Ela cavalgava fazendo movimentos intensos com o sexo, como se os lábios
tivessem dedos que me mastigassem. Não durei muito tempo, tapando com a boca um
orgasmo que ela veio colher com uma língua agressiva. O gosto de vinagre me
azedava. E dentro dela dedos ásperos começavam a erguer novamente um homem que
eu não conhecia em mim. Não
sei por quanto tempo fizemos aquilo, porque eu tinha orgasmos que pareciam
desmaios e imediatamente sentia que as mãos do sexo dela arrancavam outro homem
de dentro de mim e outra vida renascia, e os olhos iam recuperando as coisas
que recomeçavam. Até um fim. Eu não conseguia me erguer ou falar. Apenas ouvia
o chuveiro constante, sem outros ruídos. Naquela hipnose, dormi.
Acordei com a sensação de que minhas virilhas pegavam fogo. Minhas pernas
formigavam, mas, com a ajuda dos braços, consegui me sentar na cama e
acordá-la. Como se ela entendesse, correu a acender a luz de um abajur. Tentei
me levantar, mas caí de joelhos, e vi que meu sexo estava coberto de uma
farinha e ardia como fogo. Rápida, ela me levou ao banheiro, me fez sentar no
bidê e, tirando um aparelho elétrico da última gaveta, rapou meus pelos. Dizia
que ainda dava tempo, ainda dava tempo. Tempo de quê?, eu pensava, mas ela já
despejava o líquido da minha taça sobre o meu sexo, esfregando forte com as
mãos e soprando ao mesmo tempo. Urrei de dor.

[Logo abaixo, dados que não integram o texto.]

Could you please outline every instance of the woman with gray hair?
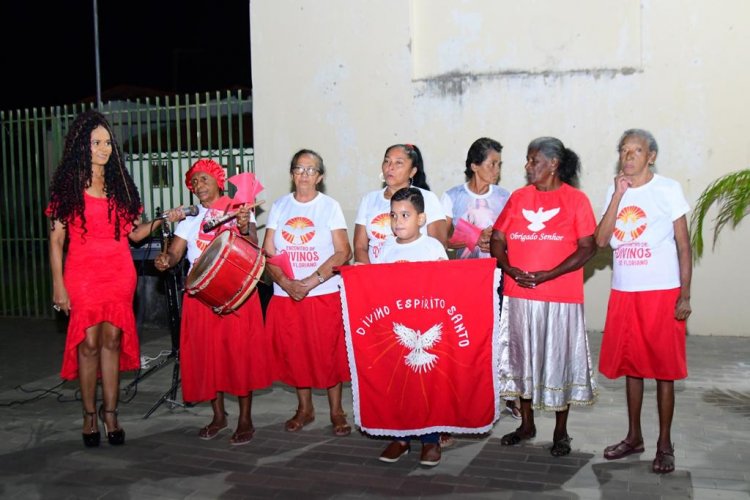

Ninguém no edifício poderia ter fingido que não ouviu. Eu tinha quase
desmaiado, meus olhos lacrimejavam abundantemente, e vertia água das minhas
carnes. Mas eu precisava sair dali. Ela trouxe as minhas roupas, e eu me vesti
com muitas dificuldades, sobretudo nas calças. Ela já se vestia para me ajudar
a sair, porém eu tinha ainda algo a fazer: sentindo que eu me dissolvia pelas
pernas, abri o box – da porta do banheiro ela gritou O meu marido! –, mas só o
que vi foi o chuveiro despejando água sobre uma banheira de louça coberta por
cogumelos e bolores de cores estranhas, em alguns dos quais cresciam pelos que
pareciam de gente.
Este conto de Altair Martins foi publicado na coletânea O melhor da festa 3, publicação da 4ª edição da FestiPoa Literária.